Новости от лечението на затлъстяване при тийнеджъри

SAN FRANCISCO — Few medical therapies have been approved to treat adolescents with obesity but that is about to change, and a next step will be to test endoscopic devices in teens, two experts have predicted here at the American Diabetes Association (ADA) 2019 Scientific Sessions.

“I think there is a place for medication in adolescent obesity,” but current options “continue to remain limited,” Daniel S. Hsia, MD, Pennington Biomedical Research Center, Baton Rouge, Louisiana, summarized to Medscape Medical News following his presentation here.

He had explained that only orlistat and phentermine are approved by the US Food and Drug Administration (FDA) to treat adolescents with obesity, whereas nine medical therapies have been approved for weight loss in adults.

“I think that off-label use is going to continue until we have more pediatric adolescent data and we have FDA approvals for [anti-obesity] medications” for adolescents, Hsia predicted.

However, “there is hope on the horizon,” he added, “for the specific [obese young] populations that need medical therapy that may not fit so much in bariatric surgery or may not have had quite the benefit from lifestyle modification.”

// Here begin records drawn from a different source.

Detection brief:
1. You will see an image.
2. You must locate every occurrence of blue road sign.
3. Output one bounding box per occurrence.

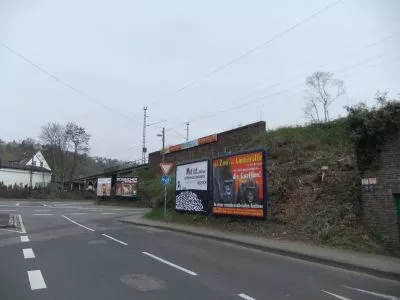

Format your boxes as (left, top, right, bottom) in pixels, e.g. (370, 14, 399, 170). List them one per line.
(161, 176, 170, 186)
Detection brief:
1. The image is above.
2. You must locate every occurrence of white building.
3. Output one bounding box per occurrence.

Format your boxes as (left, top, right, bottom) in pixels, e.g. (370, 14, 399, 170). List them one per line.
(0, 150, 52, 187)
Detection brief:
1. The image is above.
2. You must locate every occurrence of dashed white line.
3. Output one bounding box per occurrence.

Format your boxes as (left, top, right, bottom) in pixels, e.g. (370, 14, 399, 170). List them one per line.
(71, 213, 88, 215)
(238, 293, 256, 300)
(101, 212, 116, 215)
(62, 215, 95, 232)
(101, 234, 128, 246)
(16, 202, 20, 207)
(18, 214, 26, 234)
(33, 214, 53, 216)
(0, 209, 16, 212)
(27, 270, 47, 290)
(34, 209, 51, 212)
(21, 235, 30, 242)
(344, 286, 400, 300)
(321, 290, 351, 300)
(142, 252, 197, 276)
(23, 248, 35, 259)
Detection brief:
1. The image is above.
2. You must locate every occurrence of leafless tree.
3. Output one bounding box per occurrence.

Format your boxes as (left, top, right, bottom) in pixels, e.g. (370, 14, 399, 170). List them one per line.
(65, 122, 90, 181)
(303, 71, 345, 123)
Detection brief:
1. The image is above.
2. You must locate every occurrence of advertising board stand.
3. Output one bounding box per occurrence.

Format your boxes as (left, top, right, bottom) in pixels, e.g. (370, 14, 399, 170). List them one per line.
(211, 148, 268, 219)
(175, 158, 211, 215)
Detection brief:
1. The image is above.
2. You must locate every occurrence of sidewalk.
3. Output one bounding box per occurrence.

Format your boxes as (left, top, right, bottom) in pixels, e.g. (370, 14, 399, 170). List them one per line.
(120, 214, 400, 279)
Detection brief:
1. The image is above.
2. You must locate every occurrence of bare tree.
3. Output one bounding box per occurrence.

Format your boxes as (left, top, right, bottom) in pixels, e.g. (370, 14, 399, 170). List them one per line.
(65, 122, 91, 181)
(303, 71, 345, 123)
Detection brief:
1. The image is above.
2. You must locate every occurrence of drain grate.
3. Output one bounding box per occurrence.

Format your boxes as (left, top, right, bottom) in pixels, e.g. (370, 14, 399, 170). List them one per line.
(120, 274, 166, 292)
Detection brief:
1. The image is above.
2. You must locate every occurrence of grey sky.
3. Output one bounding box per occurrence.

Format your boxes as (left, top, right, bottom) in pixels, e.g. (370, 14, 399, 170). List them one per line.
(1, 0, 399, 161)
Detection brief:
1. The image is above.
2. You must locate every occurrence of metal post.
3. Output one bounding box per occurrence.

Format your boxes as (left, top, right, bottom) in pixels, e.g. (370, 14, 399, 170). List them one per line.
(162, 127, 166, 218)
(185, 122, 190, 141)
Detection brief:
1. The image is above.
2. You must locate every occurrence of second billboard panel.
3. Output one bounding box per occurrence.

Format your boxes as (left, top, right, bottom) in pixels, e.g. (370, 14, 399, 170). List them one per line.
(175, 160, 210, 213)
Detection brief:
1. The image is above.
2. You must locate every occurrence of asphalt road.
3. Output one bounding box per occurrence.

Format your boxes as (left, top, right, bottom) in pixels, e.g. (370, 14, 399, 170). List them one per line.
(0, 200, 399, 300)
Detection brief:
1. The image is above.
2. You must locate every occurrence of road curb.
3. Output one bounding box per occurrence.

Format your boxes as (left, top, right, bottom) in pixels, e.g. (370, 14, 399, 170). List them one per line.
(119, 218, 400, 281)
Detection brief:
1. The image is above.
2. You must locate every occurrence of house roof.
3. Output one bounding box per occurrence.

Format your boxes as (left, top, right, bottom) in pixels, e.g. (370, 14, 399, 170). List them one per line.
(7, 150, 36, 164)
(0, 162, 51, 173)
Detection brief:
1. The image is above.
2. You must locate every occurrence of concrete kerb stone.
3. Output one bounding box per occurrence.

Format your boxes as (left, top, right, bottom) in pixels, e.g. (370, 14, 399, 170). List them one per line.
(119, 217, 400, 281)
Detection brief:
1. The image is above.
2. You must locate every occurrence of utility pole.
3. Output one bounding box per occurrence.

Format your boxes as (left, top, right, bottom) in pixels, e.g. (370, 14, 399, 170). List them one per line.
(29, 153, 34, 190)
(162, 127, 165, 162)
(142, 106, 148, 164)
(185, 122, 190, 141)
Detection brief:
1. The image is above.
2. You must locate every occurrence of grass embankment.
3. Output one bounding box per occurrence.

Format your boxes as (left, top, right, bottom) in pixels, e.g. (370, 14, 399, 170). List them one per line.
(144, 119, 386, 254)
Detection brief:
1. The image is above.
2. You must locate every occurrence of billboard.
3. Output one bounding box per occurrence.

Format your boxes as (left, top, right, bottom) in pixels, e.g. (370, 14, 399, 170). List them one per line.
(97, 177, 111, 197)
(175, 160, 209, 213)
(166, 134, 217, 154)
(116, 177, 138, 197)
(212, 150, 266, 218)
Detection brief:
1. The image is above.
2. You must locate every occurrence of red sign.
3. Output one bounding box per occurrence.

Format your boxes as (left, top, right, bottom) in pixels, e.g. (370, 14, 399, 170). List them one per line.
(160, 163, 174, 175)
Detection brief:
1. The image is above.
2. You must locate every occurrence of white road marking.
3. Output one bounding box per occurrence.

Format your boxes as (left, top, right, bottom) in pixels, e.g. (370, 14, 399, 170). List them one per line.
(62, 215, 95, 232)
(101, 212, 116, 215)
(238, 293, 256, 300)
(142, 252, 197, 276)
(27, 270, 47, 290)
(34, 209, 51, 212)
(0, 209, 16, 212)
(0, 228, 22, 233)
(71, 213, 88, 215)
(344, 286, 400, 300)
(321, 290, 351, 300)
(21, 235, 30, 242)
(23, 248, 35, 259)
(33, 214, 53, 216)
(42, 203, 47, 207)
(18, 214, 26, 234)
(101, 234, 128, 246)
(16, 203, 20, 207)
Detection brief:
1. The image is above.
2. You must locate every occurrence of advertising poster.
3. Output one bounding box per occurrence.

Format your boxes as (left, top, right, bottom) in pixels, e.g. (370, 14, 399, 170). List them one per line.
(212, 150, 266, 218)
(116, 177, 138, 197)
(175, 160, 209, 213)
(97, 177, 111, 197)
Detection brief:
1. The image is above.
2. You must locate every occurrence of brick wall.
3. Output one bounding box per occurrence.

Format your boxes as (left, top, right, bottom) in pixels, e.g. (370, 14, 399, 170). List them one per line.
(148, 121, 266, 174)
(362, 131, 400, 253)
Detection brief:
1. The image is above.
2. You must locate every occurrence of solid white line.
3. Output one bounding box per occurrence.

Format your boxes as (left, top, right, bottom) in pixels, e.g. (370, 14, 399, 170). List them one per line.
(62, 215, 95, 232)
(101, 212, 116, 215)
(238, 293, 256, 300)
(21, 235, 30, 242)
(27, 270, 47, 290)
(0, 228, 22, 233)
(344, 286, 400, 300)
(18, 214, 26, 234)
(33, 214, 53, 216)
(71, 213, 88, 215)
(0, 209, 16, 212)
(23, 248, 35, 259)
(142, 252, 197, 276)
(321, 290, 351, 300)
(101, 234, 128, 246)
(34, 209, 51, 212)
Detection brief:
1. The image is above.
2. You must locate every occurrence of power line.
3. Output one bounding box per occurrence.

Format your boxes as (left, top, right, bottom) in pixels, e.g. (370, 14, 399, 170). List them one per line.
(148, 0, 342, 106)
(0, 42, 136, 120)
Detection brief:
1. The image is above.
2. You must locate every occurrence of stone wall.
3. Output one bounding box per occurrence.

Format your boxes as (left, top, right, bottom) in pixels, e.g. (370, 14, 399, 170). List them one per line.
(148, 121, 266, 174)
(362, 131, 400, 253)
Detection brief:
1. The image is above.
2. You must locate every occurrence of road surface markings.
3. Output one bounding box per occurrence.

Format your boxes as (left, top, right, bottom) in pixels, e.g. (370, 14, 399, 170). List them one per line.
(34, 209, 51, 212)
(101, 234, 128, 246)
(16, 202, 19, 206)
(23, 248, 35, 259)
(238, 293, 256, 300)
(33, 213, 53, 216)
(344, 286, 400, 300)
(142, 252, 197, 276)
(18, 214, 26, 234)
(101, 212, 116, 215)
(62, 215, 95, 232)
(21, 235, 30, 242)
(0, 228, 22, 233)
(321, 291, 351, 300)
(70, 213, 88, 215)
(27, 270, 47, 290)
(0, 209, 17, 212)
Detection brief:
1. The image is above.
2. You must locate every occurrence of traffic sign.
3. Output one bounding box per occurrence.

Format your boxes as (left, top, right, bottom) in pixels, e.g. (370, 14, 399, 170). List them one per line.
(161, 175, 170, 186)
(160, 163, 174, 175)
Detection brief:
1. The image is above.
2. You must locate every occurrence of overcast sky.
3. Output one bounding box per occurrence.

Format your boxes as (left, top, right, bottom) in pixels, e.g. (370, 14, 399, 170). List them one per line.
(1, 0, 399, 161)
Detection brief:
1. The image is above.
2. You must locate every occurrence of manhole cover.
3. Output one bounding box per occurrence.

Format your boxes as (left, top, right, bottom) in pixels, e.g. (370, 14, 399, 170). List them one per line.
(88, 240, 107, 244)
(120, 274, 165, 292)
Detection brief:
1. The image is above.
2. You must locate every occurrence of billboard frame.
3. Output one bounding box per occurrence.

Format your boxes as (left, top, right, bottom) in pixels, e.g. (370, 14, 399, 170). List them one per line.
(211, 147, 268, 219)
(174, 157, 212, 215)
(115, 176, 139, 200)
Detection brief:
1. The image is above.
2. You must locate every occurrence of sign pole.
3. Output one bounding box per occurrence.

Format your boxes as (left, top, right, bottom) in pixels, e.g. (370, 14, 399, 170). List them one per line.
(164, 185, 167, 218)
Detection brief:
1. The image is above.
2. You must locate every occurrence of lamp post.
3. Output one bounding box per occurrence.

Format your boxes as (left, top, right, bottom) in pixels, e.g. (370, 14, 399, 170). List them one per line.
(157, 128, 166, 217)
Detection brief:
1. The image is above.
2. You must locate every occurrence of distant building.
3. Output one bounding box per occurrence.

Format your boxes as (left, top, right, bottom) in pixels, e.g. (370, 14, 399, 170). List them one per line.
(0, 150, 52, 187)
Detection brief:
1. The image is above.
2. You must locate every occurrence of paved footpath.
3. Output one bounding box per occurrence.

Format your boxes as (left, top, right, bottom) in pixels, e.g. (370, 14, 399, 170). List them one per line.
(0, 200, 399, 300)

Liraglutide (Saxenda, Novo Nordisk) [trial] results [in teens] will probably be available early next year,” Hsia expects. “That’s probably the one that will be the next one up,” to be approved for treating adolescents with obesity, he said.

A randomized controlled trial of lorcaserin (Belviq, Eisai) in adolescents with obesity is ongoing and still open for enrolment, he noted, and there is a phase 4 trial that is just starting for phentermine/topiramate (Qsymia, Vivus).

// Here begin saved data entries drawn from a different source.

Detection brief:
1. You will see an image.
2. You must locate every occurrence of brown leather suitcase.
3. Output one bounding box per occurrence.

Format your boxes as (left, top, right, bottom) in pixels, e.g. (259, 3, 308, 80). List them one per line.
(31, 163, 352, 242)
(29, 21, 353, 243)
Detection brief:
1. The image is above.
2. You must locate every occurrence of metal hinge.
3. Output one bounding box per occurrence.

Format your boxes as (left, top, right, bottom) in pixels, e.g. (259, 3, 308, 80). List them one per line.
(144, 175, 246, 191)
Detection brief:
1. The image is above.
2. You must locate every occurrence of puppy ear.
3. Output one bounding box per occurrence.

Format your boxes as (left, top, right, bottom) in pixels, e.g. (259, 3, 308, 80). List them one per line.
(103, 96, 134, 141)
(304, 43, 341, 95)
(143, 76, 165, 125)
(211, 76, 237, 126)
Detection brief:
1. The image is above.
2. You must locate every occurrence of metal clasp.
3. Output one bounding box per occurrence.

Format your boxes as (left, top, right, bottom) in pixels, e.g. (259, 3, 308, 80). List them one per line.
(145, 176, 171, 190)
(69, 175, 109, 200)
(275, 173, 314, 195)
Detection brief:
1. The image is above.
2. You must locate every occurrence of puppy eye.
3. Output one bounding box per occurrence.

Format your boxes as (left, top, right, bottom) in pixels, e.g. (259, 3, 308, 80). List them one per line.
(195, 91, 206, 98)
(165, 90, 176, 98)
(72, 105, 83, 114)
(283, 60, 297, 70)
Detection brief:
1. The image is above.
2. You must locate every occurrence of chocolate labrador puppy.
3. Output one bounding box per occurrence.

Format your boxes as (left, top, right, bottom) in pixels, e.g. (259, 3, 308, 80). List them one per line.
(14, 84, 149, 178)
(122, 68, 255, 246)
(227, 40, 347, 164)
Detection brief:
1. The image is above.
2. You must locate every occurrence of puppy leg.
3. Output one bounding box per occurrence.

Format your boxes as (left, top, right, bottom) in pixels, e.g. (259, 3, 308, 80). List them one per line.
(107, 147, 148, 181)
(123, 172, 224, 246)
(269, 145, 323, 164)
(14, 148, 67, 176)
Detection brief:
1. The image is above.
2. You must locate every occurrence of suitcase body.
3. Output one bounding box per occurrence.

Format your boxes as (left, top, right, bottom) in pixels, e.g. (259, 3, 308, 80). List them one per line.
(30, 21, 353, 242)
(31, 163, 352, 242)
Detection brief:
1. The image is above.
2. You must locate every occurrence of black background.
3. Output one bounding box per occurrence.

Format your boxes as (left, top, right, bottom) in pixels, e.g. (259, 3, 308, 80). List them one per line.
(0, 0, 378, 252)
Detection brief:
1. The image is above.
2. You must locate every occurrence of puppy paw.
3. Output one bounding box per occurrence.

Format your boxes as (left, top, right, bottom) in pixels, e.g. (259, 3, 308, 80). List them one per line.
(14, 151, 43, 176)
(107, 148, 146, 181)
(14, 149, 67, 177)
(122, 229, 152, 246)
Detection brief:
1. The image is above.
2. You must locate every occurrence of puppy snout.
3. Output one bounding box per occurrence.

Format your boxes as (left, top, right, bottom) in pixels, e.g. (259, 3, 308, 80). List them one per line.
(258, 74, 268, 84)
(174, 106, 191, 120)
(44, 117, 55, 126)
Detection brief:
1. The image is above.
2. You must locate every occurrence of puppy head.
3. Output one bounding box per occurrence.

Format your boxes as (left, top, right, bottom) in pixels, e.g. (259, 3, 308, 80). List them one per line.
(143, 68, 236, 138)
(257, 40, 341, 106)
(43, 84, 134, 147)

During the same session, Andrew C. Storm, MD, Mayo Clinic, Rochester, Minnesota, summarized the growing number of endoscopic devices that are approved or being tested for weight loss.

The approvals have happened “in the past 3 to 4 years and three to five have FDA approval trials ongoing or starting within the summer [in adults], so I expect to see — if not this year then definitely in the next year or two — quite a number of endoscopic therapies for obesity and metabolic disease available,” he told Medscape Medical News.

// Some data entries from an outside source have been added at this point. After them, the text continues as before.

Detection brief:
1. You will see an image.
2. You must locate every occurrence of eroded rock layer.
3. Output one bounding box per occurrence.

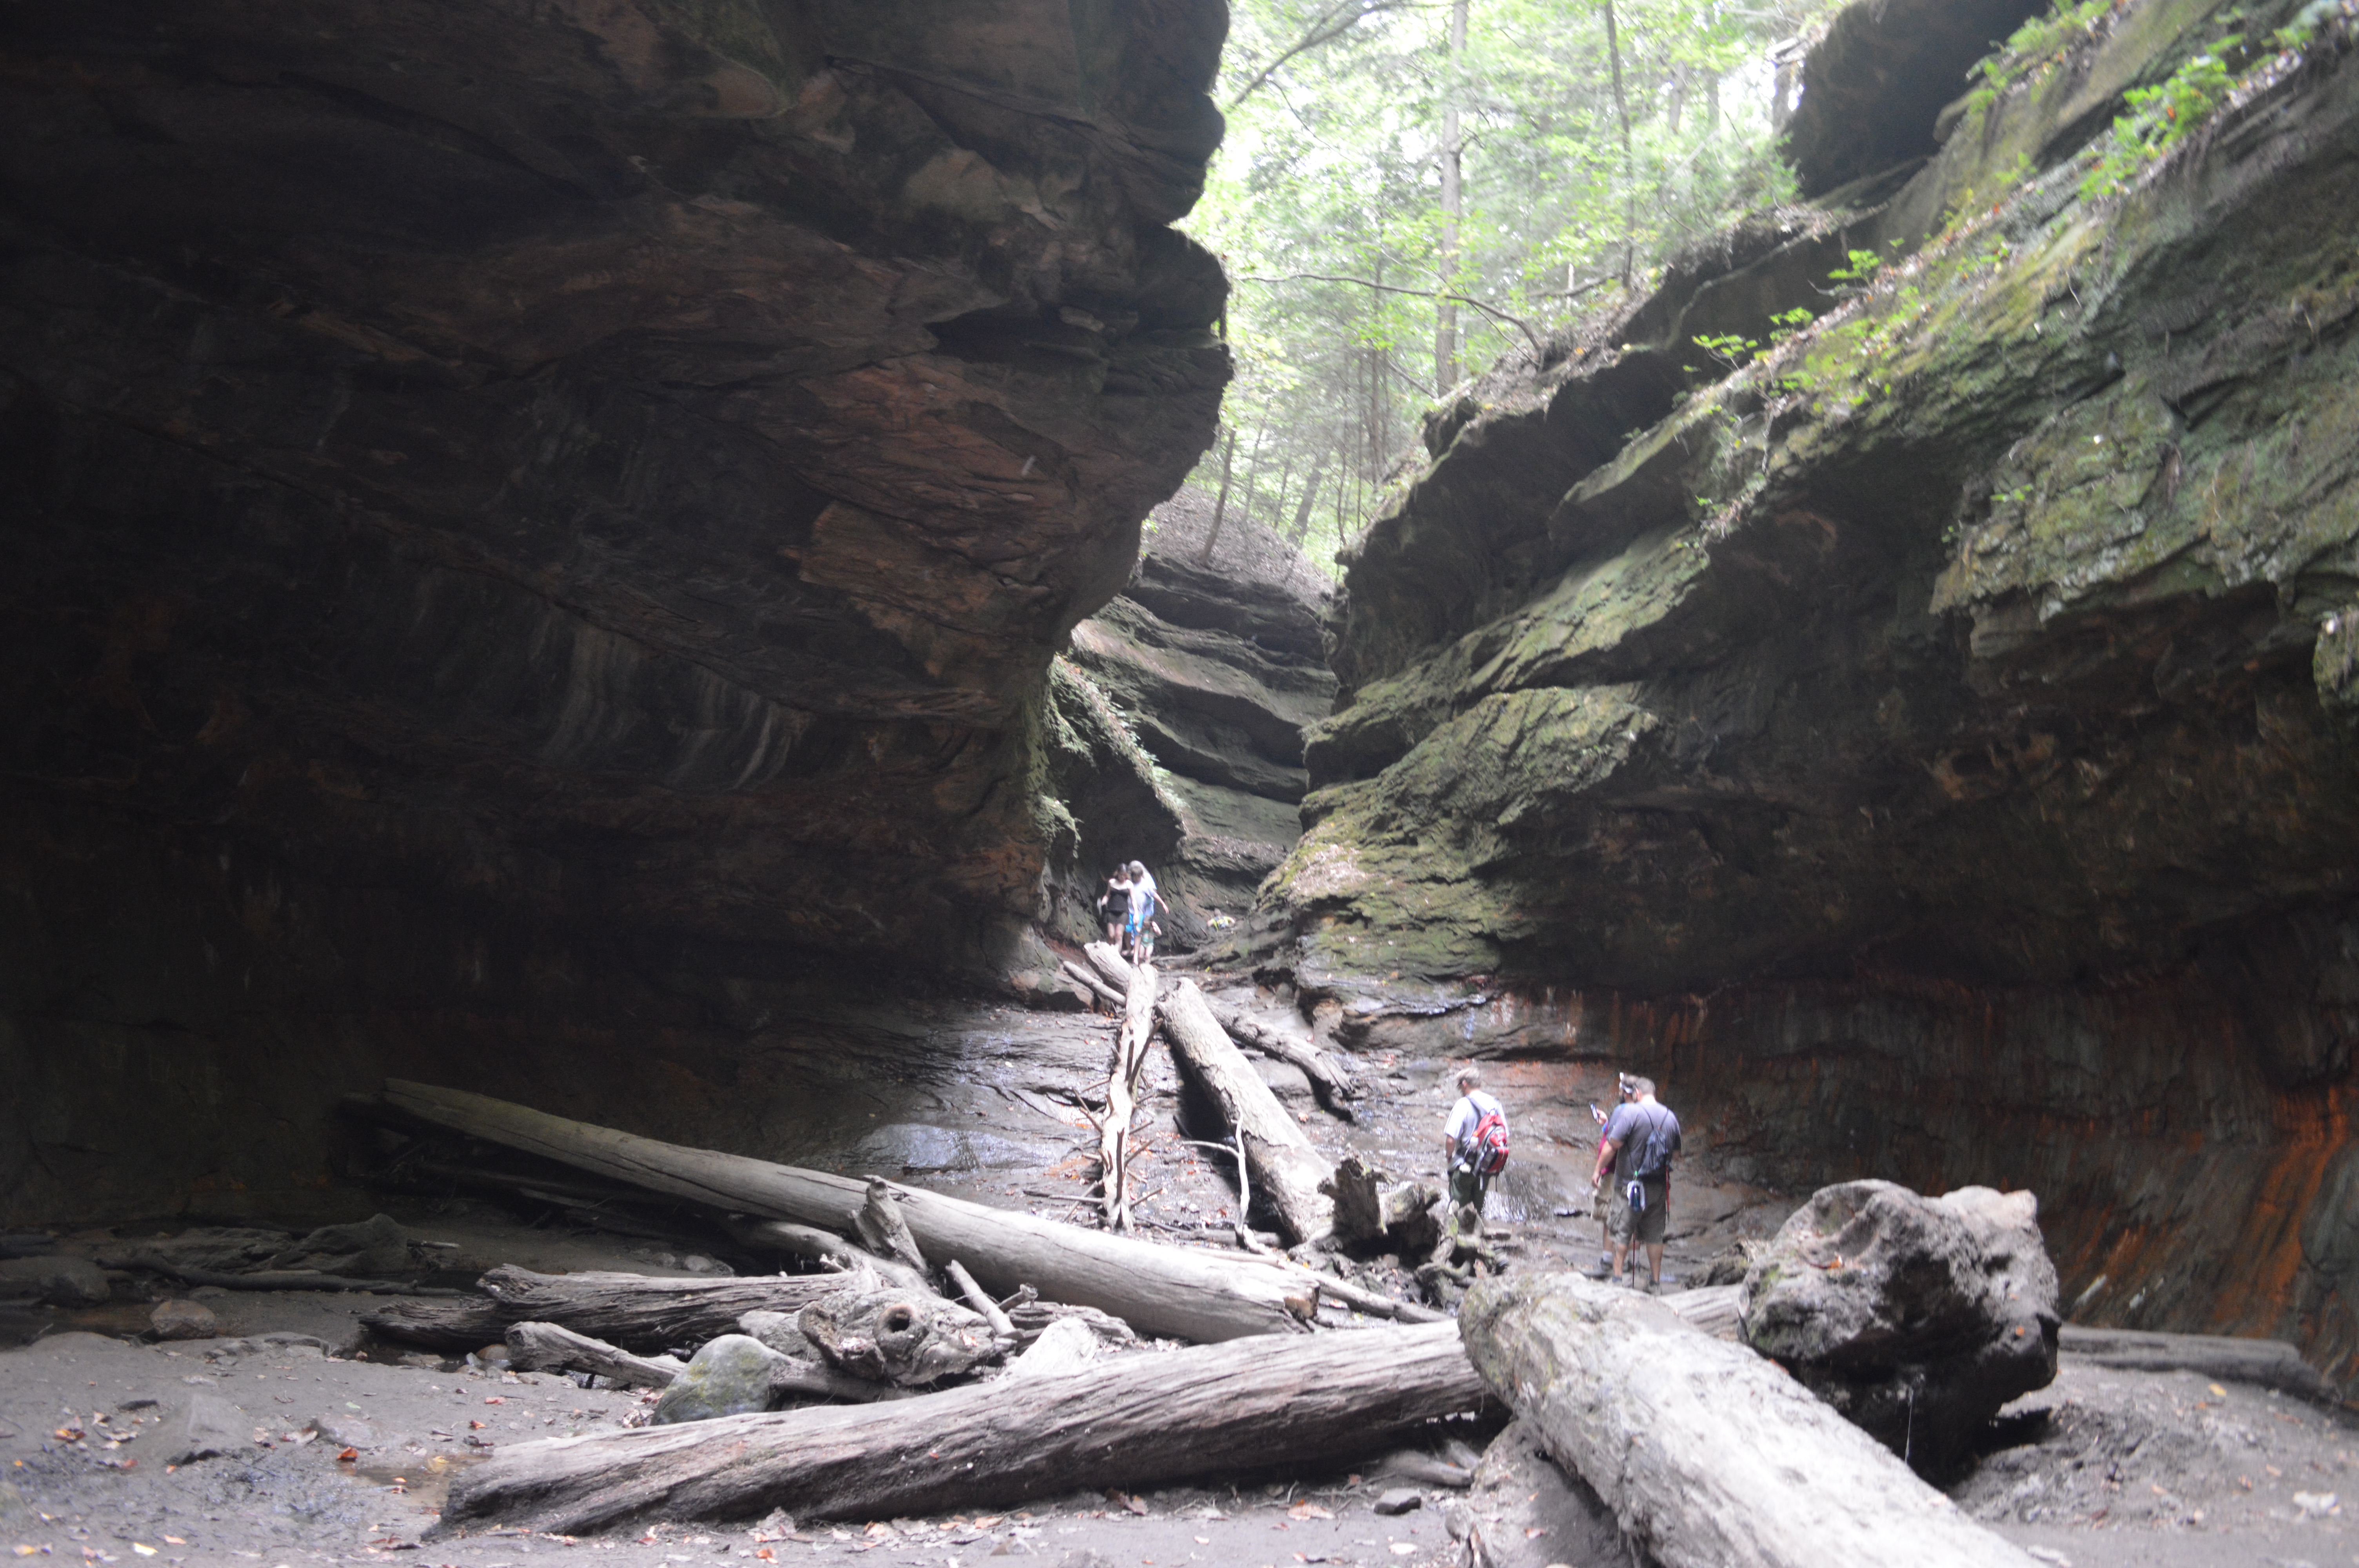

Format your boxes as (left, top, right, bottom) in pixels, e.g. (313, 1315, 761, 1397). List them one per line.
(0, 0, 1227, 1218)
(1259, 0, 2359, 1387)
(1054, 487, 1334, 949)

“It is pretty clear that obesity from childhood carries into adulthood,” Storm added. “Given that these [devices] are so safe and have such reasonable impacts in obesity upfront, I think the next step will be studying them in young adults.”

“It’s very exciting because there are new and evolving therapies in the field of the treatment of obesity [for adolescents],” session chair Amy E. Rothberg, MD, PhD, University of Michigan, Ann Arbor, told Medscape Medical News.

“It’s going to reshape the landscape and practitioners will be more comfortable prescribing these therapies,” she predicted.

“Stay tuned, but there are probably going to be double what we have in terms of pharmacotherapy and combination pharmacotherapy in the future” for treating adolescents, she said.

Asked if this will this make a dent in the obesity rate in young people, she replied: “I’m optimistic, so I certainly hope so.”

Only Orlistat and Phentermine Approved for Obese Teens

Endocrine Society guidelines published in 2017 (J Clin Endocrinol Metab2017;102:709-757) specify that pharmacotherapy with FDA-approved therapies can be suggested for adolescents who are obese if a formal lifestyle modification program fails to limit weight gain or improve comorbidities, Hsia noted.